The Olympics aren’t going to succeed or fail because Alex Morgan didn’t make the soccer team or because Athing Mu tripped up on a track in Oregon. But think of it this way: The past three Olympics — Winter Games in South Korea and Beijing, a Summer Games in Tokyo — were held in Asia, making the time difference in the U.S. unpalatable for many viewers to watch in real time. The past two — the covid-delayed Japan Games in 2021, and the winter version in China the following year — were held in empty venues, because the pandemic restricted fans.

Paris, then, should be a return to normalcy. But it’s a new normal. Since NBC made its outlay to carry the six Olympics from 2022-32, consumers have moved even further away from the single-screen, over-the-air viewing experience. Getting more people to sit on couches and turn on televisions would be helped by having more familiar characters to follow.

Which doesn’t mean, say, Morgan should have made the soccer team or Clark should be there in basketball. Mu’s fate, determined by the cruelty of the no-second-chances track trials, is more cut and dried. The decisions with Morgan and Clark were made on athletic merit. There’s a cruelty in that, too.

“It was a tough decision, of course, especially considering Alex’s history and record with this team,” Hayes said in a conference call with reporters. “But I felt I wanted to go in another direction.”

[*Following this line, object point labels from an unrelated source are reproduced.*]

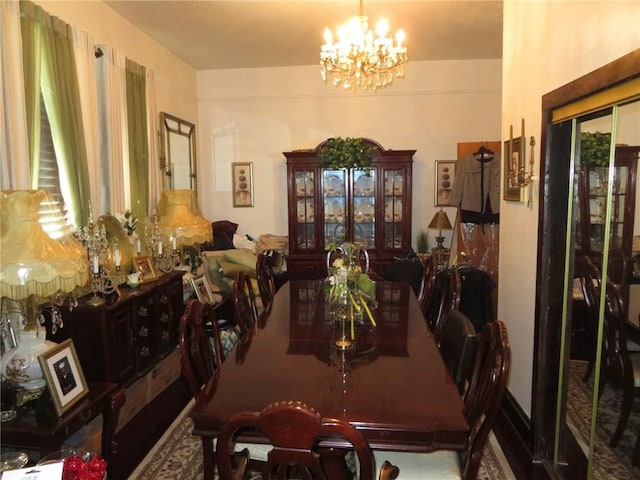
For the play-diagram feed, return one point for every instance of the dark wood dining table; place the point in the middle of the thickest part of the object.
(391, 383)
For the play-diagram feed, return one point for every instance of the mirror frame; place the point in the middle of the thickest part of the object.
(552, 234)
(171, 126)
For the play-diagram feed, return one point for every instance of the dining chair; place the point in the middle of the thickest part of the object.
(295, 432)
(618, 364)
(482, 401)
(590, 283)
(244, 302)
(266, 282)
(200, 352)
(457, 346)
(446, 298)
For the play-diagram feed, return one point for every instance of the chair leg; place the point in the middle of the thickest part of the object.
(589, 371)
(625, 411)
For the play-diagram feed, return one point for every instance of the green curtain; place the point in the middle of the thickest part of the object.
(138, 147)
(49, 61)
(31, 18)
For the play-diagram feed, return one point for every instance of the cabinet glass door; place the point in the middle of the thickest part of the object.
(305, 189)
(364, 208)
(334, 198)
(393, 208)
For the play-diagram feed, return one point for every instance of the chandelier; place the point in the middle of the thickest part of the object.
(358, 60)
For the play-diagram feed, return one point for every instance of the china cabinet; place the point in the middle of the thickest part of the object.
(591, 213)
(369, 207)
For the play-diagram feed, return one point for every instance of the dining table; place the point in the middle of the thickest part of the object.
(387, 379)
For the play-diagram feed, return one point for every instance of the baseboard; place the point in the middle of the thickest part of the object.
(515, 436)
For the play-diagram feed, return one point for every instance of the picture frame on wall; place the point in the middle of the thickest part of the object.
(242, 175)
(513, 160)
(445, 173)
(144, 265)
(202, 289)
(64, 376)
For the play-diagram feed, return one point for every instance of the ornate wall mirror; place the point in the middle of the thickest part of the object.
(178, 153)
(588, 206)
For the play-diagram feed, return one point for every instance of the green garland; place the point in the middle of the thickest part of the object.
(338, 152)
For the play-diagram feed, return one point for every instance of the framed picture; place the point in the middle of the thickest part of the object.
(203, 290)
(64, 376)
(445, 176)
(513, 162)
(242, 174)
(144, 265)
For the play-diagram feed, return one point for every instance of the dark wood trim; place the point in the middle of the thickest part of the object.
(555, 161)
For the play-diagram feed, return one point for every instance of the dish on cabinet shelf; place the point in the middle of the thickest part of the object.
(393, 210)
(334, 212)
(333, 186)
(363, 211)
(364, 185)
(305, 216)
(304, 185)
(393, 184)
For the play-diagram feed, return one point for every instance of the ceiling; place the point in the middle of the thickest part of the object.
(215, 34)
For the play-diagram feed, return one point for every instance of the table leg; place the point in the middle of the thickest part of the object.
(208, 456)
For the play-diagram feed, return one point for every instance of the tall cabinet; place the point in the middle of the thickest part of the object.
(371, 208)
(593, 187)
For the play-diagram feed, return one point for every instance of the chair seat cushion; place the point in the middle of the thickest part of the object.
(440, 465)
(257, 451)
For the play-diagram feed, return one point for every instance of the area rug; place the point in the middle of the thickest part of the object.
(609, 463)
(178, 456)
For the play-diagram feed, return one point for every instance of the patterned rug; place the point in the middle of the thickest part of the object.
(609, 463)
(178, 456)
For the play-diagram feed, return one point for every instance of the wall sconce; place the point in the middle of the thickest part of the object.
(517, 175)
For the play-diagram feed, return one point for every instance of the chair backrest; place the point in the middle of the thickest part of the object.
(428, 283)
(295, 431)
(244, 302)
(200, 349)
(457, 346)
(483, 396)
(266, 282)
(616, 360)
(448, 299)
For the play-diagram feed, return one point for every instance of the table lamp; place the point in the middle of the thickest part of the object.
(40, 258)
(181, 222)
(440, 222)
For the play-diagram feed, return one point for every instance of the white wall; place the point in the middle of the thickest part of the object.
(175, 79)
(253, 115)
(546, 44)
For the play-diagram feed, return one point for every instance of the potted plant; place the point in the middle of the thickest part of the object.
(347, 152)
(594, 149)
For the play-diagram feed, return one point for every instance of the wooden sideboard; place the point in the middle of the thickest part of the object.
(131, 340)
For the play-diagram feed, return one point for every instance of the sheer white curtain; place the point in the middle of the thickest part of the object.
(84, 52)
(114, 143)
(153, 134)
(15, 172)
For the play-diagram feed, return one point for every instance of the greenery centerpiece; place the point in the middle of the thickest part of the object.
(338, 152)
(351, 292)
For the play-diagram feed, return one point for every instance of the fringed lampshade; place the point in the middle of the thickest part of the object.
(180, 218)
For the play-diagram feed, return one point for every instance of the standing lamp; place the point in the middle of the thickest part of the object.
(180, 220)
(440, 222)
(40, 258)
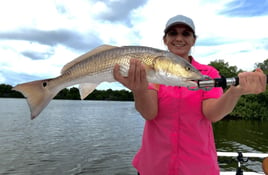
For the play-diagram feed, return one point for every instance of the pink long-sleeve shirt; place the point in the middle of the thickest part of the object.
(180, 140)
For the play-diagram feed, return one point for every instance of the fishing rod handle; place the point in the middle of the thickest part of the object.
(220, 82)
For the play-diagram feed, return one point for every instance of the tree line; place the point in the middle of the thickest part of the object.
(249, 106)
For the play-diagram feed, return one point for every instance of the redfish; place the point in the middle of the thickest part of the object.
(96, 66)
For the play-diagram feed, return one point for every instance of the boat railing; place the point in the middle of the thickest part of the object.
(242, 158)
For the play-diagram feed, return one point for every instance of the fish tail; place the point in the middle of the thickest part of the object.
(38, 95)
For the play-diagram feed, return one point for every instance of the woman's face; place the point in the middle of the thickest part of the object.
(179, 40)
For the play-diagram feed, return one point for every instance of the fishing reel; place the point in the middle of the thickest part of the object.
(206, 84)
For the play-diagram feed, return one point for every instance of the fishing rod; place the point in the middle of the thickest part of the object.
(207, 83)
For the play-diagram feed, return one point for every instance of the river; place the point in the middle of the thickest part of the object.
(97, 137)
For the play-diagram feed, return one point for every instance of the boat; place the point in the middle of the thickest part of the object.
(242, 158)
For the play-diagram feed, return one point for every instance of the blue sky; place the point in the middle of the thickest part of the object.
(37, 38)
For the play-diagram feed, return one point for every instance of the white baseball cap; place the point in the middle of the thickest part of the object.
(180, 19)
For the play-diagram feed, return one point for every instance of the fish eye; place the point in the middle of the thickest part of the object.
(187, 68)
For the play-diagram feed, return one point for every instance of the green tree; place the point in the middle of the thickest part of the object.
(224, 68)
(263, 66)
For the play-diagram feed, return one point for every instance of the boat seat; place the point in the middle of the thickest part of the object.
(265, 165)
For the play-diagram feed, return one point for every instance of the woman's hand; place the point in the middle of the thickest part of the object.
(136, 79)
(251, 83)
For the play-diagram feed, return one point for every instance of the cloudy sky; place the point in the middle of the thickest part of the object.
(37, 38)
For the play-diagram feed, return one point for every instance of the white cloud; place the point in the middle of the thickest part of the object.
(241, 41)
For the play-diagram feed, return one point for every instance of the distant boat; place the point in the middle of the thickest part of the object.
(242, 158)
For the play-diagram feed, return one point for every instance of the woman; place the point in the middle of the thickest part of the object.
(178, 136)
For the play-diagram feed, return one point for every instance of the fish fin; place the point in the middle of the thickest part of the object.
(86, 55)
(38, 95)
(85, 89)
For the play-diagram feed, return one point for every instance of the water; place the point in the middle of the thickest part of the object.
(96, 137)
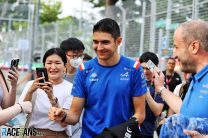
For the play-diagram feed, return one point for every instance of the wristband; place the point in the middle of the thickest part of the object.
(54, 101)
(64, 117)
(161, 90)
(20, 107)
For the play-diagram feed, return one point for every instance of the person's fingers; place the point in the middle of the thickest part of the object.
(51, 113)
(191, 133)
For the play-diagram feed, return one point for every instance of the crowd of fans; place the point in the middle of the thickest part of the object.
(112, 95)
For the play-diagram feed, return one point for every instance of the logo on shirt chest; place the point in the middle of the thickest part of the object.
(93, 77)
(124, 76)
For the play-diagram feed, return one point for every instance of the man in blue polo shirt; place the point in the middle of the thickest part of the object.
(111, 88)
(191, 50)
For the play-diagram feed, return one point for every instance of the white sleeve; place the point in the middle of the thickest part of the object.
(177, 89)
(24, 92)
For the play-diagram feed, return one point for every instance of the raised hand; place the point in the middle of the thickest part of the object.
(26, 107)
(13, 76)
(56, 114)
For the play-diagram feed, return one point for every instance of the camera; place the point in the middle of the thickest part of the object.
(14, 63)
(42, 72)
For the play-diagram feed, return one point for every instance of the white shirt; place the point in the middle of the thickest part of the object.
(1, 95)
(39, 117)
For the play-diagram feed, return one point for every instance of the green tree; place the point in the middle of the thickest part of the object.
(49, 13)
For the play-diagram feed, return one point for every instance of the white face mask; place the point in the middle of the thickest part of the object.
(76, 62)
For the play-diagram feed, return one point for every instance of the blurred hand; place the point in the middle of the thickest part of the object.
(194, 134)
(56, 114)
(158, 80)
(26, 107)
(13, 76)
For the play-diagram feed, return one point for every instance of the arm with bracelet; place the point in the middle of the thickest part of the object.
(69, 117)
(173, 101)
(11, 112)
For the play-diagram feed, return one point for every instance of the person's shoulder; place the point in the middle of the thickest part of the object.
(130, 63)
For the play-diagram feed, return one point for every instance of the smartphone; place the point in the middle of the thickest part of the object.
(14, 63)
(151, 66)
(42, 72)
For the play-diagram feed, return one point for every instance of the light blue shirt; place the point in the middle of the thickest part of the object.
(195, 103)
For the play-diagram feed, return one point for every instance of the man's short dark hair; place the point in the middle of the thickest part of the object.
(149, 56)
(107, 25)
(72, 44)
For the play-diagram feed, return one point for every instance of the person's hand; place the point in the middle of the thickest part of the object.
(158, 80)
(13, 76)
(48, 89)
(56, 114)
(26, 107)
(194, 134)
(35, 85)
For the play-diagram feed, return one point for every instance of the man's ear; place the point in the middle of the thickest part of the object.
(195, 47)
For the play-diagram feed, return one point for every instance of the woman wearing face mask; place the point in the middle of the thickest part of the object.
(73, 49)
(8, 108)
(56, 92)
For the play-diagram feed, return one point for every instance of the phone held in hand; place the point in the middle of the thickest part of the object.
(151, 66)
(42, 72)
(14, 63)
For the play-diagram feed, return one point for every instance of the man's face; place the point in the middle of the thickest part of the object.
(104, 45)
(182, 52)
(71, 54)
(148, 74)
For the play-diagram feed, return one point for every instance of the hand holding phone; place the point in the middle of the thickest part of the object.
(14, 63)
(42, 72)
(151, 66)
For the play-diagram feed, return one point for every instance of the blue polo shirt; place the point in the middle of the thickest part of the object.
(108, 92)
(195, 103)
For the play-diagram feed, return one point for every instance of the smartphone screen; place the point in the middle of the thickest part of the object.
(42, 72)
(151, 66)
(14, 63)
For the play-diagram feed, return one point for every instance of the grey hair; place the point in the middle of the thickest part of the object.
(196, 30)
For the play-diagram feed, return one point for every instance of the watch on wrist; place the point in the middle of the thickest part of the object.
(20, 107)
(161, 90)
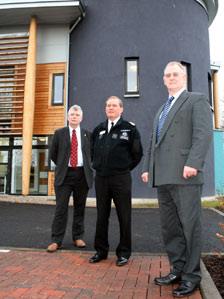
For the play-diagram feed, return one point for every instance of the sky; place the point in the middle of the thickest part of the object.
(216, 37)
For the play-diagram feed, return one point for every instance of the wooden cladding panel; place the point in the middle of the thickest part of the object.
(47, 118)
(51, 183)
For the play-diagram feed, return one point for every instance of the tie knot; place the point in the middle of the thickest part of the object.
(170, 99)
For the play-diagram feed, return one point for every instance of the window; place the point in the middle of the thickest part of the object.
(132, 76)
(188, 72)
(57, 97)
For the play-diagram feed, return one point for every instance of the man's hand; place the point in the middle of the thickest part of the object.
(189, 172)
(145, 177)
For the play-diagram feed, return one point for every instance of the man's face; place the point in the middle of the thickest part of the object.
(113, 109)
(174, 78)
(74, 118)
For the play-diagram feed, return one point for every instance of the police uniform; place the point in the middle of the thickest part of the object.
(115, 154)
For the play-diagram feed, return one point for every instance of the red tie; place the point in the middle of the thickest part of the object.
(74, 150)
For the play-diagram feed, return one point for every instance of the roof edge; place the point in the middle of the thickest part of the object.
(211, 7)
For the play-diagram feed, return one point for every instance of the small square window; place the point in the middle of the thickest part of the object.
(132, 76)
(57, 89)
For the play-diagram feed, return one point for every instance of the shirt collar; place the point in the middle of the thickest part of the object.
(114, 121)
(177, 94)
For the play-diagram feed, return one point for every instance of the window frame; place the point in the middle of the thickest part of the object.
(52, 86)
(129, 93)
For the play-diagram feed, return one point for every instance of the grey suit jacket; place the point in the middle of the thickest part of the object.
(60, 154)
(184, 141)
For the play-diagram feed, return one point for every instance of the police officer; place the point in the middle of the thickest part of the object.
(116, 150)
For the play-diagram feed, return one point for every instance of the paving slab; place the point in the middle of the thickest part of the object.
(68, 275)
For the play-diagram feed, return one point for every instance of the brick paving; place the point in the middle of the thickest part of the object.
(68, 275)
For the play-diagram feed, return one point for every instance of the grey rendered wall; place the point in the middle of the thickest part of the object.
(156, 32)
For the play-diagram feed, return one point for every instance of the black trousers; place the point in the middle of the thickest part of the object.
(118, 188)
(180, 211)
(74, 182)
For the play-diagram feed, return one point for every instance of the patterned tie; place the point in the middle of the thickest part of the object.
(74, 150)
(163, 117)
(112, 124)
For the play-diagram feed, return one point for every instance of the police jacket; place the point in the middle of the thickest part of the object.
(118, 151)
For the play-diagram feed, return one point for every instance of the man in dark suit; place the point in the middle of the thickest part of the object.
(182, 132)
(117, 150)
(70, 151)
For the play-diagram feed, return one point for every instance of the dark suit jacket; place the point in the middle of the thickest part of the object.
(184, 141)
(60, 154)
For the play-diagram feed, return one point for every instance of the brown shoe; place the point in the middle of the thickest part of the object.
(79, 243)
(53, 247)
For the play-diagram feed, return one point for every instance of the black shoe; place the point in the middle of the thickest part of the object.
(168, 279)
(185, 288)
(97, 258)
(121, 261)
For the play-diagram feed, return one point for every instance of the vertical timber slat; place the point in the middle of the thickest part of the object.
(216, 100)
(28, 110)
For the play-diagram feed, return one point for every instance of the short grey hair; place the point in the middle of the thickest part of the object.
(75, 108)
(179, 64)
(116, 98)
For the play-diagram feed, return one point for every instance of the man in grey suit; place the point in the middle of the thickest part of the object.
(70, 151)
(182, 132)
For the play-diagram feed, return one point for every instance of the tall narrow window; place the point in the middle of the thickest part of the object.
(132, 76)
(57, 89)
(188, 72)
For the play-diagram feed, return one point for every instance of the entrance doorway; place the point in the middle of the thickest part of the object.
(3, 171)
(11, 165)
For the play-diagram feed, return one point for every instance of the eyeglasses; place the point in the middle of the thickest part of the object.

That direction is clearly younger. Morgan, the mother of a 4-year-old daughter, will turn 35 next week. She is coming off a 2023 World Cup in which she started all four U.S. games and did not score. Hayes, a Londoner, is here not only because the Americans failed to reach the quarterfinals of the World Cup for the first time. She’s here because — after a bronze medal at the Tokyo Games and last year’s flameout in New Zealand and Australia — the program needed a reboot.

That’s the opposite of what the women’s basketball operation required. The hoopsters have won all seven Olympic golds dating back to the 1996 Atlanta Games. This year’s roster not only features 42-year-old point guard Diana Taurasi, seeking her sixth gold medal, but six more members of the team that won in Tokyo.

“Good perspective and continuity is such an important thing,” USA Basketball CEO Jim Tooley told the Associated Press, “and is why we’ve been successful in the Olympics.”

The soccer team’s approach: It’s broken, so let’s fix it. The basketball team’s approach: It ain’t broke, so what’s there to fix?

What awaits is to see whether those tactics work.

There will be much to watch in Paris. The unparalleled Biles will return to the gymnastics competition that so tortured her in Tokyo. Ledecky will be back in the pool in her fourth Olympics, seeking to add to her seven gold medals. Lyles will preen on the track, searching for his gold in the marquee sprint races.

But the American team that takes a boat down the Seine for Opening Ceremonies will be without some of its most recognizable faces. That might not help draw viewers. But if it ends with more medals, who cares?